A native of Connecticut, he never wanted to be a parish priest in Catholic rich New England. He desired to serve as a priest where the faithful were few in number and priests could be creative in their outreach and ministry. At the time, one diocese covered all of Georgia and he was one of some 40 diocesan priests. 

And while he formally retired in 1997, you’d never know it. His tall, trim figure would make an appearance at nearly all archdiocesan events. He served as Vicar for Clergy, serving as both a listening ear to priests and also as their advocate with church leaders. He’d also play the part of visiting VIP at former parishes where he’d be shaking hands and greeting people and celebrating first Communions.  

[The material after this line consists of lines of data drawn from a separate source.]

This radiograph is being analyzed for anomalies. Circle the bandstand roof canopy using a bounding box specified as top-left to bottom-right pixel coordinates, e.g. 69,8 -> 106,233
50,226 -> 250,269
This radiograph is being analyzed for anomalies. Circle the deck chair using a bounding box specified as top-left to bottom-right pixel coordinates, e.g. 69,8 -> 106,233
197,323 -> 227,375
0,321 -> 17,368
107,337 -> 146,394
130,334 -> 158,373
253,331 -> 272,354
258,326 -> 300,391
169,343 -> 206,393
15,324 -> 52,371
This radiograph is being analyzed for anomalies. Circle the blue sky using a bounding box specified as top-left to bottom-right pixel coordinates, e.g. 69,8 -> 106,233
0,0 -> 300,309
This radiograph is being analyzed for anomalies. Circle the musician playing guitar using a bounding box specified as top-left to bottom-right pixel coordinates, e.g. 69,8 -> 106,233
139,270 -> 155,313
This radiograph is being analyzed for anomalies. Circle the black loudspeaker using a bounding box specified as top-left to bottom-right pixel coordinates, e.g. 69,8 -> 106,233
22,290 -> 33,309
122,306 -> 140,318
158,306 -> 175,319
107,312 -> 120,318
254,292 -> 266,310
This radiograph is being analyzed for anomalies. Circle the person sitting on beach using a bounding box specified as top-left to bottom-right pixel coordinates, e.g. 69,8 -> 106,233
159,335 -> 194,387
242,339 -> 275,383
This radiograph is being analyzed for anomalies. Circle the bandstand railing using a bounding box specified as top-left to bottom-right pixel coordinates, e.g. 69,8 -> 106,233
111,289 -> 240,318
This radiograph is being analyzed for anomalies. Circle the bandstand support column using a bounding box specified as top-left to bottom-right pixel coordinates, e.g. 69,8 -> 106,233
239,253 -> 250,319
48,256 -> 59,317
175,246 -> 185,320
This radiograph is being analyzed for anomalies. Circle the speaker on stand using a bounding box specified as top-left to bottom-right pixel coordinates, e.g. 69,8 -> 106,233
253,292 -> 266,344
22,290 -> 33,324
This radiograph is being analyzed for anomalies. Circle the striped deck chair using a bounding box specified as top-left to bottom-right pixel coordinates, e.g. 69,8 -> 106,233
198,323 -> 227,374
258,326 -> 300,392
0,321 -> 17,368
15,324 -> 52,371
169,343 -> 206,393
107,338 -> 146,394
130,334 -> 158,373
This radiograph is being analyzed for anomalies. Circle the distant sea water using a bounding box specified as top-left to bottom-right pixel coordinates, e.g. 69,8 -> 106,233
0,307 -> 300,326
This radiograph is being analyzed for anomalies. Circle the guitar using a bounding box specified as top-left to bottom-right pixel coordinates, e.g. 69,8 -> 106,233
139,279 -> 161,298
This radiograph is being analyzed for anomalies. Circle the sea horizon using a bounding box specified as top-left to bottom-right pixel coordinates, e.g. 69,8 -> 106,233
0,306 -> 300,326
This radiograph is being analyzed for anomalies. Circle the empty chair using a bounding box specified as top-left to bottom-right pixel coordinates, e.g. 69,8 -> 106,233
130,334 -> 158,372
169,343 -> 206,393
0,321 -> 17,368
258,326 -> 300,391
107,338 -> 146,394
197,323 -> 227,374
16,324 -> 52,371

Father Morrow shared a message of God’s love.

That was how I had caught up with him on a cold night in December 2014.  Catholic students at Carrollton’s University of West Georgia were celebrating a Mass at the campus’ Kennedy Chapel. He was chaplain to the small Catholic student community at its dedication, so it was natural for him to make the nearly 50-mile trip to spend time there.

As he recalled, protesters came out as Robert F. Kennedy and Ethel Kennedy dedicated the white frame chapel with an exposed beam ceiling. This small building was memorialized in 1965 for the slain President John F. Kennedy, so his brother Robert accepted an invitation to speak. Father Morrow was the spiritual leader of the Carrollton parish Our Lady of Perpetual Help at the time and chaplain to students.

Sign-waving Ku Klux Klan members walked a picket line nearby opposing Kennedy, Father Morrow recalled in 2014.

“He, as attorney general, was very much pushing integration, plus they didn’t like Catholics either.”

 

At his celebration for this 60th ordination anniversary in 2015, parishioners told this story: St. Thomas the Apostle Church, which Father Morrow started, was once across the street from a subsidized housing community. During the 1960s, buses along the street refused to stop for black riders. 

Father Morrow, who would have been in his mid-30s, and lay members of the young parish stood in the middle of the road and forced the bus to stop. As grateful as residents were for the help, the effort lead to protests from the Klan. But Father Morrow did not back down.

A fellow priest summed up Father Morrow’s ministry as one focused on “God’s love, God’s mercy.”